During compilation, the compiler cannot determine which procedure will be used since procedure calls can be written in multiple source files and are only linked during the linking phase.

So, optimizations related to procedure calls are often weak.

Example:

void toCapital (char *str) {
    for (int i = 0; i != strlen(str); ++i) {
        if (str[i] >= 'a' && str[i] <= 'z')
            str[i] += 'A' - 'a';
    }
}

As the str

  • is always changing

and the compiler

  • doesn't know whether the strlen used in this program is the strlen from the standard C library
  • doesn't know the implementation of the strlen
  • doesn't know whether there are side effects in strlen
  • ...

it won't optimize strlen(str).

  • Also, this badly-implemented toCapital is actually quadratic time.

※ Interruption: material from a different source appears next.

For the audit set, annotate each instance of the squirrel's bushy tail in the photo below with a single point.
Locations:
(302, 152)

Therefore, it becomes our responsibility to optimize this situation ourselves.

void toCapital (char *str) {
    int len = strlen(str);
    for (int i = 0; i != len; ++i) {
        if (str[i] >= 'a' && str[i] <= 'z')
            str[i] += 'A' - 'a';
    }
}

Optimization Blocker: Memory Aliasing

The badly-implemented code:

void sum_rows2(double *a, double *b, long n) {
    long i, j;
    for (i = 0; i < n; ++i) {
        for (j = 0; j < n; ++j)
            b[i] += a[i*n + j];
    }
}
...
        movsd   (%rcx), %xmm0
        addsd   (%rax), %xmm0
        movsd   %xmm0, (%rcx)
...

The compiler faces uncertainty when it comes to determining if b[i] and a[i*n+j] overlap, meaning whether b[i] is the same as a[i*n+k]. Because of this uncertainty, the compiler cannot guarantee that modifying a[i*n+j] will not impact b[i]. As a result, the compiler follows the program's instructions explicitly: it moves the value from memory to a register and then adds the value in the register back to memory.

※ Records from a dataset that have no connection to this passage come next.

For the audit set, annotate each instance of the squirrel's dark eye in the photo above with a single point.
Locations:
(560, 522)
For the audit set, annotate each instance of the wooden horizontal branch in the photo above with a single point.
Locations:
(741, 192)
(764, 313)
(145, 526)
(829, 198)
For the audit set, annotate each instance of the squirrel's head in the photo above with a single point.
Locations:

Therefore, it becomes our responsibility to optimize this situation ourselves.

void sum_rows2(double *a, double *b, long n) {
    long i, j;
    for (i = 0; i < n; ++i) {
        double val = 0;
        for (j = 0; j < n; ++j)
            val += a[i*n + j];
        b[i] += val;
    }
}

And the assembly code is much better now:

...
        addsd   (%rax), %xmm0
...

Best Practice💡: always get in habit of introducing local variables.

Instruction Level Parallelism

The bad old code

void combine1(vec_ptr v, data_t *dest)
{
    long int i;
    *dest = IDENT;
    for (i = 0; i < vec_length(v); i++) {
        data_t val;
        get_vec_element(v, i, &val);
        *dest = *dest OP val;
    }
} 

The code with basic optimization

image-20240121231509508

Instruction Level Parallelism

image-20240121230706000

Referring to the image provided, the term "latency" represents the number of clock cycles required for the completion of an instruction.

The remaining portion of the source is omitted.